Fathurahmat pun mempercayakan penglihatannya ke Mufti. Awalnya memang tak mudah. Namun, rasa tersebut muncul sedikit demi sedikit, seiring kedekatan keduanya.
"Untuk masalah itu, awal-awal kepercayaan saya belum sepenuhnya. Karena memang chemistry harus dibangun, irama juga harus dibangun dulu. Tapi setelah semuanya, saya percaya sepenuhnya (pada Mufti)," tutur Fathurahmat, Kamis (10/10/2024).
Bagi Fathurahmat, keberhasilan meraih empat medali ini tak lepas dari peran Mufti Fadhilah Salma yang bertugas sebagai pilot. Di nomor ini, atlet dengan klasifikasi tunanetra membutuhkan pilot sebagai pasangan berkompetisi yang berposisi di depan.
Jelas bukan perkara mudah untuk menjalankan fungsi ini. Namun, peran itulah yang mampu dijalankan Mufti sehingga bisa menemani Fathurahmat berprestasi di PEPARNAS XVII.
Ternyata, Mufti juga belum lama menjalankan fungsi sebagai pilot. Ia bisa bertumbuh bersama Fathurahmat setelah beberapa kali dipasangkan dengan atlet lain dengan klasifikasi yang sama.
"Baru empat bulan jadi pilot. Sebelumnya sudah pernah lihat di ASIAN Para Games 2018. Cuma belum pernah mencoba, belum pernah merasakan jadi pilot," ucap Mufti.
Chemistry menjadi tantangan terbesar antara Mufti dan Fathurahmat. Maklum, untuk mengayuh satu sepeda diperlukan kerja sama yang erat antara keduanya, baik atlet maupun sang pilot.
"Hambatannya itu di chemistry, tetapi saya kan posisinya juga sekamar sama atlet.
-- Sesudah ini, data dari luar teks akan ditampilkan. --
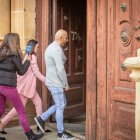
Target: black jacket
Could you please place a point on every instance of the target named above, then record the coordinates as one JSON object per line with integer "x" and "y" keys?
{"x": 10, "y": 67}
Jadi kami 24 jam bisa bareng terus," ujar pria kelahiran Bandung ini.
Saking seringnya bersama, chemistry keduanya kian menguat. Komunikasi pun menjadi kunci kerja sama apik di lintasan balap. Keduanya bahkan tak segan bicara jika ada sesuatu hal yang dirasa kurang tepat.
"Kalau kendala lain, di tandem ini secara teknis berbeda dengan sepeda biasa. Di tandem, jalan belok-belok lah terberatnya. Kalau bawanya (mengayuh sepeda) dengan atletnya tidak masalah," tutur dia.
Dunia sepeda memang tak asing lagi bagi pria berusia 28 tahun ini. Dari enam tahun lalu hingga sekarang, Mufti merupakan atlet sepeda Indonesia. Bahkan dia aktif di komunitas Hoeis Cycling hingga saat ini.
"Saya mulanya itu atlet atletik. Cuma di pelatihan ada pelatih balap sepeda juga. Dekat dengan saya, akhirnya ikut balap sepeda," ujarnya.
Sekarang Mufti masih berjuang bersama sang atlet Fathurahmat. Mufti optimistis dengan kemampuan sang atlet. Raihan empat medali di PEPARNAS XVII Solo masih bisa bertambah, karena cabor para balap sepeda menyisakan nomor road yang dipertandingkan di Boyolali mulai Jumat (11/10/2024).
"Hebatnya itu dia (Fathurahmat) mens blind full. Kan lebih diuntungkan kalau gak full, masih bisa lihat jalan atau putaran kaki pilot. Tapi dia tidak (bisa melihat), namun iramanya bisa sama, bareng," ucap Mufti.